Almost always one of: low free disk space (under 5GB), an external 4K monitor at 60Hz on an M1 base model, or a competing recorder running in the background. Free up disk space, drop the external monitor to 1440p for the duration of the recording, and quit any other capture app (OBS, Loom, Riverside) — the conflict between them and macOS's capture pipeline is the most common cause of dropped frames.

Frequently asked questions

Is Clipy better than QuickTime for screen recording on Mac?

For anything that needs audio, webcam, or a quick share link, yes — QuickTime cannot record system audio without a loopback driver and cannot record screen + webcam in the same file. For silent, archival screen capture, QuickTime and Cmd+Shift+5 are equally good and ship with macOS.

Is there a time limit on Clipy recordings on Mac?

No. There is no per-recording time limit and no cap on the number of recordings. Loom's free plan caps videos at 5 minutes and accounts at 25 videos; Clipy does not.

Does Clipy add a watermark to MacBook screen recordings?

No. Free, paid, signed in, signed out — recordings are watermark-free in every mode.

Can I record my MacBook screen with internal mic audio only (no system audio)?

Yes. In the menu-bar dropdown, toggle System audio off and leave Microphone on. The output MP4 will have your mic on the audio track and complete silence from any music or video playing through your speakers.

Can I edit a Clipy recording after I stop?

The Clipy share page lets you trim the start and end of the video. For deeper edits — cutting the middle, adding callouts, blurring sensitive regions — download the MP4 and open it in iMovie, Final Cut, DaVinci Resolve, or any web-based editor.

Does the same workflow work on Windows?

Yes — Clipy ships a Windows build and a Chrome extension that work identically. See Clipy for Windows if you want the Windows-side walkthrough, or Clipy vs Game Bar and Snipping Tool for how it compares to the built-in Windows tools.

How do I uninstall Clipy from my MacBook?

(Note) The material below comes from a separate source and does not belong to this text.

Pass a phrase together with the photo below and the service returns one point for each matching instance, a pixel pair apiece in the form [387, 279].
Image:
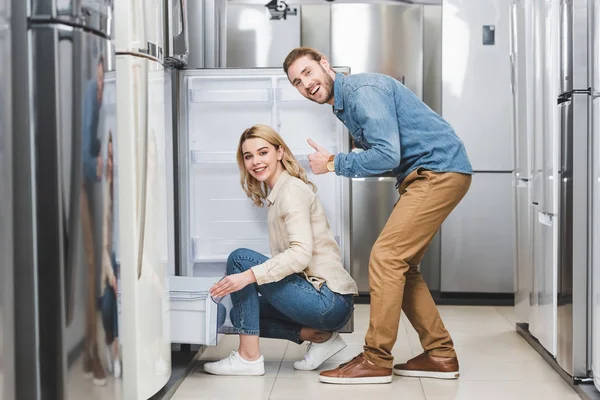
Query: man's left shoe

Drag Clipy.app from your Applications folder to the Trash. The app does not install kernel extensions or background services, so removing the .app removes everything except your local ~/Movies/Clipy/ folder. Delete that folder manually if you want a clean uninstall.

The bottom line

The default macOS tools — Cmd+Shift+5 and QuickTime — are great for one specific case: silent, archival screen captures saved as a .mov on your desktop. The moment you add audio, a webcam, or a need to share the result, they fall over.

The free path that fixes all three is the Clipy menu-bar app on macOS. One click for screen + webcam + audio, native MP4 output, no watermark, no signup, no time limit, and a share link in your clipboard the moment you stop. Pair it with the free webcam-and-mic test before any important recording and you will not be the person on the other end of a call asking "wait, are you muted?" ten minutes in.

If you are coming from QuickTime, the muscle memory shift is small — three keystrokes (Cmd+Shift+5 → menu-bar lens icon) and the rest of the macOS experience stays exactly the same.